Past experience shows that once a Latin American emigre has been abroad for more than five years, they are very unlikely to return, said Manuel Orozco, director of the Migration, Remittances and Development Program at The Inter-American Dialogue in Washington.
But other countries that have experienced protracted domestic conflicts saw a boom in remittances once political stability was restored and Venezuela could too, if a more effective payment network is established, Orozco said. Still, he warned, it will fall short of what is needed by a nation in such dire straits.
“The diaspora think they can just come and redo the country in a short period of time — it’s just not going to be that way,” he said.
Frank Carreno, an actor and businessman, said that after 15 years in Miami, where his immediate family is now all located, he wouldn’t move back. But he would like to open a business in Venezuela as he did 10 years ago when he set up three vocal training studios. He closed them in 2013 as the country’s economic crisis began to sink in.
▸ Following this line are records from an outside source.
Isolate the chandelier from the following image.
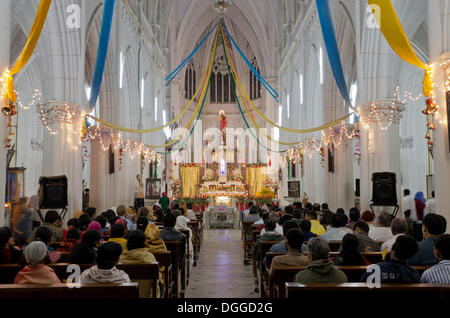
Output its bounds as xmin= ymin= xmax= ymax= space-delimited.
xmin=211 ymin=0 xmax=233 ymax=16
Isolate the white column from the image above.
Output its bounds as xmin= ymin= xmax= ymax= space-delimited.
xmin=359 ymin=100 xmax=405 ymax=212
xmin=424 ymin=0 xmax=450 ymax=229
xmin=42 ymin=101 xmax=82 ymax=221
xmin=0 ymin=0 xmax=12 ymax=226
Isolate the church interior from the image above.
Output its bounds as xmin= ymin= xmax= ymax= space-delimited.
xmin=0 ymin=0 xmax=450 ymax=306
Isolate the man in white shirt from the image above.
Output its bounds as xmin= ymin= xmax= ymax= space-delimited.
xmin=369 ymin=211 xmax=394 ymax=242
xmin=381 ymin=218 xmax=408 ymax=252
xmin=425 ymin=191 xmax=436 ymax=214
xmin=402 ymin=189 xmax=417 ymax=222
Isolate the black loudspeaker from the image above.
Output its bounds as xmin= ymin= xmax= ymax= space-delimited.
xmin=134 ymin=198 xmax=145 ymax=211
xmin=39 ymin=176 xmax=67 ymax=209
xmin=372 ymin=172 xmax=397 ymax=206
xmin=355 ymin=179 xmax=360 ymax=197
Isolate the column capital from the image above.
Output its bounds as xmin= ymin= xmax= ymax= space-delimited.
xmin=38 ymin=101 xmax=82 ymax=132
xmin=358 ymin=99 xmax=406 ymax=128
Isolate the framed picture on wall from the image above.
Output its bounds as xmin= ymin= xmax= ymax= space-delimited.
xmin=288 ymin=181 xmax=300 ymax=198
xmin=145 ymin=179 xmax=161 ymax=199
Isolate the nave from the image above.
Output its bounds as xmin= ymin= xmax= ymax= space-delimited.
xmin=185 ymin=229 xmax=258 ymax=298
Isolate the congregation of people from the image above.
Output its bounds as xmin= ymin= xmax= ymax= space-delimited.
xmin=243 ymin=196 xmax=450 ymax=289
xmin=0 ymin=197 xmax=197 ymax=297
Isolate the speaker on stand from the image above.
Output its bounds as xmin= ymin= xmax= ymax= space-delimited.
xmin=39 ymin=176 xmax=68 ymax=219
xmin=370 ymin=172 xmax=400 ymax=218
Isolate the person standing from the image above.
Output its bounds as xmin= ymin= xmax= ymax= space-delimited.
xmin=402 ymin=189 xmax=417 ymax=221
xmin=158 ymin=192 xmax=170 ymax=210
xmin=425 ymin=191 xmax=436 ymax=214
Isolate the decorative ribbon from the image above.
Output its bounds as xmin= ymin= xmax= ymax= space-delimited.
xmin=88 ymin=0 xmax=115 ymax=109
xmin=166 ymin=22 xmax=219 ymax=87
xmin=221 ymin=22 xmax=280 ymax=103
xmin=316 ymin=0 xmax=352 ymax=106
xmin=368 ymin=0 xmax=433 ymax=96
xmin=220 ymin=24 xmax=353 ymax=134
xmin=2 ymin=0 xmax=52 ymax=104
xmin=86 ymin=28 xmax=218 ymax=139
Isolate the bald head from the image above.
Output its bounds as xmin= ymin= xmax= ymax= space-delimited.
xmin=391 ymin=218 xmax=408 ymax=235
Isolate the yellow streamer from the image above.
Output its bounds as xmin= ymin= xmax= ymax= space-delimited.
xmin=2 ymin=0 xmax=52 ymax=105
xmin=368 ymin=0 xmax=433 ymax=96
xmin=220 ymin=26 xmax=353 ymax=135
xmin=86 ymin=28 xmax=218 ymax=139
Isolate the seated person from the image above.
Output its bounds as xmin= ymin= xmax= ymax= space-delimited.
xmin=119 ymin=230 xmax=164 ymax=298
xmin=268 ymin=229 xmax=309 ymax=297
xmin=261 ymin=212 xmax=283 ymax=236
xmin=253 ymin=213 xmax=284 ymax=260
xmin=353 ymin=221 xmax=380 ymax=253
xmin=381 ymin=218 xmax=408 ymax=252
xmin=269 ymin=220 xmax=303 ymax=253
xmin=80 ymin=242 xmax=131 ymax=284
xmin=320 ymin=213 xmax=347 ymax=242
xmin=136 ymin=216 xmax=149 ymax=232
xmin=420 ymin=234 xmax=450 ymax=284
xmin=408 ymin=213 xmax=447 ymax=265
xmin=28 ymin=211 xmax=64 ymax=244
xmin=159 ymin=212 xmax=186 ymax=268
xmin=34 ymin=226 xmax=61 ymax=263
xmin=186 ymin=203 xmax=197 ymax=220
xmin=304 ymin=209 xmax=327 ymax=236
xmin=108 ymin=223 xmax=127 ymax=251
xmin=70 ymin=231 xmax=102 ymax=264
xmin=145 ymin=223 xmax=167 ymax=253
xmin=300 ymin=219 xmax=317 ymax=242
xmin=0 ymin=226 xmax=22 ymax=264
xmin=56 ymin=229 xmax=80 ymax=252
xmin=295 ymin=237 xmax=347 ymax=284
xmin=333 ymin=234 xmax=369 ymax=266
xmin=346 ymin=208 xmax=361 ymax=231
xmin=14 ymin=241 xmax=61 ymax=285
xmin=369 ymin=211 xmax=393 ymax=242
xmin=361 ymin=235 xmax=420 ymax=284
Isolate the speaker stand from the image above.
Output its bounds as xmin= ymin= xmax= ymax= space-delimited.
xmin=59 ymin=207 xmax=67 ymax=221
xmin=370 ymin=204 xmax=400 ymax=219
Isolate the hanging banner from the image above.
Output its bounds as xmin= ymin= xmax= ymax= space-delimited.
xmin=368 ymin=0 xmax=433 ymax=96
xmin=88 ymin=0 xmax=115 ymax=112
xmin=316 ymin=0 xmax=352 ymax=107
xmin=2 ymin=0 xmax=52 ymax=105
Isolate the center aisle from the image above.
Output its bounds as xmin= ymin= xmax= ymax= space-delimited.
xmin=185 ymin=229 xmax=258 ymax=298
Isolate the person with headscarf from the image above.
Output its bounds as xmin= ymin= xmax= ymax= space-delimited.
xmin=14 ymin=241 xmax=61 ymax=284
xmin=414 ymin=191 xmax=426 ymax=221
xmin=119 ymin=230 xmax=164 ymax=298
xmin=175 ymin=215 xmax=194 ymax=270
xmin=158 ymin=192 xmax=170 ymax=210
xmin=144 ymin=223 xmax=167 ymax=253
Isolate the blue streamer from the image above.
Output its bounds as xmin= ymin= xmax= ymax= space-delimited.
xmin=316 ymin=0 xmax=352 ymax=106
xmin=222 ymin=23 xmax=280 ymax=102
xmin=89 ymin=0 xmax=115 ymax=109
xmin=166 ymin=22 xmax=219 ymax=87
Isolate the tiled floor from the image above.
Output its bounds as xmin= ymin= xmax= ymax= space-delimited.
xmin=185 ymin=229 xmax=258 ymax=298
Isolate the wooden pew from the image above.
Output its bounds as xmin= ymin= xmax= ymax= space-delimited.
xmin=285 ymin=283 xmax=450 ymax=303
xmin=257 ymin=241 xmax=280 ymax=298
xmin=153 ymin=251 xmax=174 ymax=298
xmin=180 ymin=230 xmax=191 ymax=290
xmin=0 ymin=263 xmax=159 ymax=298
xmin=164 ymin=241 xmax=185 ymax=298
xmin=268 ymin=266 xmax=430 ymax=298
xmin=0 ymin=283 xmax=139 ymax=299
xmin=328 ymin=241 xmax=342 ymax=252
xmin=242 ymin=221 xmax=257 ymax=265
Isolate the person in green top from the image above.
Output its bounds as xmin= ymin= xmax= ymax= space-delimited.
xmin=295 ymin=237 xmax=347 ymax=284
xmin=158 ymin=192 xmax=170 ymax=211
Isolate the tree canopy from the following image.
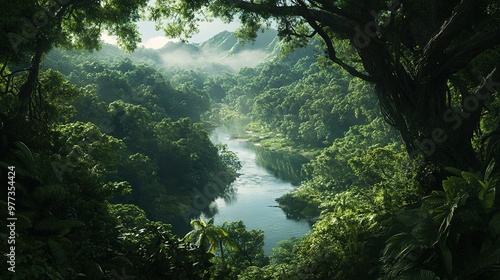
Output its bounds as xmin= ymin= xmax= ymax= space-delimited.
xmin=151 ymin=0 xmax=500 ymax=182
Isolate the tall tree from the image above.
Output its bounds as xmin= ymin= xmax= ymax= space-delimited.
xmin=184 ymin=218 xmax=236 ymax=262
xmin=152 ymin=0 xmax=500 ymax=179
xmin=0 ymin=0 xmax=148 ymax=117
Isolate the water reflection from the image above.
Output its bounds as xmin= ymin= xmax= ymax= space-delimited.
xmin=253 ymin=145 xmax=309 ymax=186
xmin=202 ymin=128 xmax=310 ymax=254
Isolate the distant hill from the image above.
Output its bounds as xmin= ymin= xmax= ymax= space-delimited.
xmin=199 ymin=29 xmax=279 ymax=55
xmin=158 ymin=30 xmax=279 ymax=73
xmin=46 ymin=29 xmax=296 ymax=74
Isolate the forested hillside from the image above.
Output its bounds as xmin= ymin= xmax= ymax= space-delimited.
xmin=0 ymin=0 xmax=500 ymax=280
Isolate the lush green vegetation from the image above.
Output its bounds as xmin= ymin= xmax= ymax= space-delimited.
xmin=0 ymin=0 xmax=500 ymax=280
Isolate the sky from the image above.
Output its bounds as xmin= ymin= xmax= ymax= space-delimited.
xmin=101 ymin=19 xmax=239 ymax=49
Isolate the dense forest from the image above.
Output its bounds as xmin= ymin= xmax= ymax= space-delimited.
xmin=0 ymin=0 xmax=500 ymax=280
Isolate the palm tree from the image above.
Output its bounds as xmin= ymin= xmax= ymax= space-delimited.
xmin=183 ymin=218 xmax=237 ymax=262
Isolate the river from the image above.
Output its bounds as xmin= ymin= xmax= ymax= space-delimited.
xmin=202 ymin=128 xmax=310 ymax=255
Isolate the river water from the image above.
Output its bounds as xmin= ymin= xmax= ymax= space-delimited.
xmin=202 ymin=128 xmax=310 ymax=255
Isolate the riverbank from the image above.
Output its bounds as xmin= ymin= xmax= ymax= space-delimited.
xmin=203 ymin=128 xmax=310 ymax=255
xmin=215 ymin=122 xmax=322 ymax=225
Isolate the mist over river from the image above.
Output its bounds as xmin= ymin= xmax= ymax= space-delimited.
xmin=202 ymin=127 xmax=310 ymax=255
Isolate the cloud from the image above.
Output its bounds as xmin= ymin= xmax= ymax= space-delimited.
xmin=162 ymin=49 xmax=267 ymax=71
xmin=139 ymin=36 xmax=179 ymax=49
xmin=101 ymin=33 xmax=118 ymax=46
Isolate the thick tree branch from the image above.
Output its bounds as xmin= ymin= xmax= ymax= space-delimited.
xmin=436 ymin=29 xmax=500 ymax=75
xmin=416 ymin=0 xmax=479 ymax=80
xmin=229 ymin=1 xmax=355 ymax=38
xmin=292 ymin=0 xmax=376 ymax=83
Others, like Gabriela Alvarez, 32, who has lived in Madrid for the last two years, envision themselves returning but want more than just political change. She said she’d want Venezuela’s crime rate— among the highest in the world — to improve and to be assured that she and her family could get adequate medical care.
“Venezuela needs us,” said Alvarez, who used to work as a producer at a Venezuelan television channel. “The best thing we could do is return to help the country recover.”
Venezuelans abroad are already playing a key role in helping Guaido consolidate his position as the country’s interim president. In the years leading up to his proclamation in January, dozens of opposition leaders fled under the threat of arrest. They used their platform outside Venezuela to raise awareness with international leaders and are now helping execute Guaido’s mandates, like finding ways to gather humanitarian aid.
“Exile feels isolating, but we’ve been able to reinvent ourselves,” said exiled lawmaker turned activist Arellano.
Becerra, who can see the Venezuelan mountains from her new home in Cucuta, said her young daughter Hillary often asks when they can go back.
Becerra struggles with how to respond: “How do I explain to my 7-year-old daughter that the country she remembers doesn’t exist anymore?”